We have a notebook experience built on top of JupyterLab because in our experience all these years profitably delivering products to large organizations, what slowed us the most wasn't the lack of better notebook stylesheets or animations in UI.

We built the following features in our product, and they might be good to look for when you shop around:

- No setup collaborative notebooks: collaborative editing on notebooks so you could do group programming and troubleshooting, see people's cursors, etc. Different images that contain the most popular libraries. We'll support fast.ai's fastbook for training.

- Long-running notebooks: pretty much fire and forget. It's super useful, I could launch twenty notebooks, see them while they're beeing executed. Log out, close the tab, come back, and see their on-going output.

- Automatic tracking for parameters, metrics, and models. We deploy our models with that, too.

- AppBooks: enable sharing interactive notebooks with stakeholders without them having to open JupyterLab, or see code.

The Long Running notebooks is a feature that we would love to have, we have been using papermill (hacky scripts) and recently I saw a blog post where Google was recommending shipping notebooks to the AI Platform training product as a job which was a good option until something fails is really hard to have our Data scientist look into logs and the context switching between leaving the Jupyterlab UI and going to the Google Cloud console is not good, how you do it?
Glad you like it. A lot of work went into focusing on essentials for a team to ship product to paying clients. We're optimizing for that and building what similar teams to ours need to execute real projects. We want at least 10x improvement (time, cognitive load, dreading to do things for fear of breaking stuff which limits experimentation).

There are also features you might like, such as automatic experiment tracking (metrics, parameters, and models). You can also deploy the automatically tracked models pretty much in one click and it'll give you a nice "REST" API endpoint to invoke your models. The plumbing for model monitoring is there, we'll add the porcelain very soon to allow users to see it.

Currently tweaking data management as well in the "Object Storage" application.

We'd love to hear more of your problems. You and your team can sign up for access and start getting work done while you either find a platform that suits you, or we become a platform that suits you. It will be sooner than you think, as we've done a lot of - non user facing - plumbing recently.

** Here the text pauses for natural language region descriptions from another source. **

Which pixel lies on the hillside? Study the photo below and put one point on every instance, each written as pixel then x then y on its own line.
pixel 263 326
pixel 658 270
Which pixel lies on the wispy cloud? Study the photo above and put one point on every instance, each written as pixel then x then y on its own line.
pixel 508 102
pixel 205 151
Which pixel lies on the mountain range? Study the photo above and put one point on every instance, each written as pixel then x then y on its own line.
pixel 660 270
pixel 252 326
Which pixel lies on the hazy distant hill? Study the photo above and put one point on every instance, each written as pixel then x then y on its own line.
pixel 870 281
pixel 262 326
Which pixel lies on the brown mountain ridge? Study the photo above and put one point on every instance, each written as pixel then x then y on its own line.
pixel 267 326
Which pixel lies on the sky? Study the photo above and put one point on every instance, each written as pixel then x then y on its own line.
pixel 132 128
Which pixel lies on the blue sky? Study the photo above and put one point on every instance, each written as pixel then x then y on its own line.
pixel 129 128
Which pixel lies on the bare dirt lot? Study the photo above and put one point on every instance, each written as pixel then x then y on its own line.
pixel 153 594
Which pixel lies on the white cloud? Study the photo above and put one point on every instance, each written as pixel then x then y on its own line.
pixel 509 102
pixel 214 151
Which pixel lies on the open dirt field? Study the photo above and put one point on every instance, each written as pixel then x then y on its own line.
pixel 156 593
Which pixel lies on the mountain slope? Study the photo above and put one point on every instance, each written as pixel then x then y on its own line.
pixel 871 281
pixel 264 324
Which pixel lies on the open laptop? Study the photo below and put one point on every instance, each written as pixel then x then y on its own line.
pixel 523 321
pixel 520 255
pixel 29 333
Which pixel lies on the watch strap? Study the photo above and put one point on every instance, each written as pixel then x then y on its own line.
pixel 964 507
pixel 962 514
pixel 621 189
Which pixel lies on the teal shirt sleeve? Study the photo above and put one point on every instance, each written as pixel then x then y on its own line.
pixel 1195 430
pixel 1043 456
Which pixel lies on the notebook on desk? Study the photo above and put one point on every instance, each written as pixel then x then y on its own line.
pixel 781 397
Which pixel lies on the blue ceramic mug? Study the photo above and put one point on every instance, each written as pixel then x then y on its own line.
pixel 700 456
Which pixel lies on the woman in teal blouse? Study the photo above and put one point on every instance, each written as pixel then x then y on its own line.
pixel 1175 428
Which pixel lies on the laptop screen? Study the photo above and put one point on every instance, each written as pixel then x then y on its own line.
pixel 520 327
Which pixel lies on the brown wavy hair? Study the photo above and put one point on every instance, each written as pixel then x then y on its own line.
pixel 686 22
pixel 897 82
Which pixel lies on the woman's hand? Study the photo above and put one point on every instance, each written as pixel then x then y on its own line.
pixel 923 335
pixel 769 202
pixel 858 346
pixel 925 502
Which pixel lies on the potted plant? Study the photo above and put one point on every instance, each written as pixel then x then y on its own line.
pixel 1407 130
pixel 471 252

Try https://cocalc.com/ . To be more precise install your own on-premise version of cocalc using their free docker container:

https://github.com/sagemathinc/cocalc-docker

It allows you to collaborate in realtime on jupyter notebooks. It has a cool time-travel feature, a chat, latex editor, etc... And all this for free on your own server.

Thanks for sharing this, great project, I tried kernel switching and speed is quite amazing. Will take a look in detail.